Novel Diagnostic Marker for Prediction of Clearance of Hepatitis C Virus Infection
Posted Feb 20 2013 7:00pm
Description of Invention: One of the unfortunate aspects of hepatitis C virus (HCV) infection is that the majority of infected individuals will develop a chronic HCV infection. The current treatment for HCV infection involves direct acting antiviral drugs, such as HCV protease inhibitors, with or without pegylated IFN-alpha/ribavirin. Not all patients respond to treatments and the treatments themselves can cause severe adverse effects. The subject invention (IFNL4-deltaG) is a novel genetic polymorphism in the newly discovered Interferon Lambda 4 (IFNL4) gene, which is located near the IFNL3 (former IL28B) gene. The IFNL4-deltaG polymorphism can predict the likelihood of whether or not a patient will respond to treatment of HCV and, possibly, of other diseases treated with IFN-alpha (or other interferons). In particular, IFNL4-deltaG was found to be a better predictor of clinical outcome for IFN-alpha based treatment in people of African descent than the currently available diagnostic test (‘IL28B’ genotype, defined by rs12979860 located within first intron of IFNL4). The predictive value of the IFNL4-deltaG polymorphism for response to IFN-alpha based treatment in HCV-infected Caucasians and Asians is comparable to current diagnostics. In addition, IFNL4-deltaG can predict the likelihood of a whether a person who is acutely infected with HCV infection will spontaneously clear the infection or develop chronic infection. As with treatment outcome, among individuals of African ancestry, genotype for IFNL4-deltaG is a better predictive marker for spontaneous clearance of HCV than ‘IL28B’ genotype, while providing similar predictive value in individuals of European or Asian descent.

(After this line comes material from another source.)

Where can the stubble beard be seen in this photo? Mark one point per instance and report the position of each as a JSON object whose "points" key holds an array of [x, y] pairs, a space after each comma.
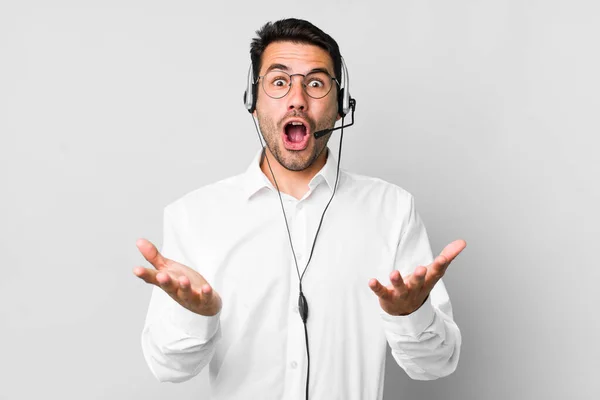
{"points": [[289, 159]]}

Diagnostic for prediction of patient response to HCV treatment
Diagnostic for prediction of patient response to treatment with IFN-alpha (or other interferons)
Diagnostic tool for prediction of spontaneous clearance of HCV infection
Better than current ‘IL28B’ based diagnostics for predicting response to IFN-alpha based HCV treatments for people of African descent.
Comparable predictive capabilities to current ‘IL28B’ based diagnostics for response to IFN-alpha based HCV treatments in Caucasians and Asians.
Collaborative Research Opportunity: The NCI Division of Cancer Epidemiology & Genetics, Laboratory of Translational Genomics, is seeking statements of capability or interest from parties interested in collaborative research to further develop, evaluate or commercialize development of a gene-based test to be used in the clinic. For collaboration opportunities, please contact John Hewes, Ph.D. at firstname.lastname@example.org .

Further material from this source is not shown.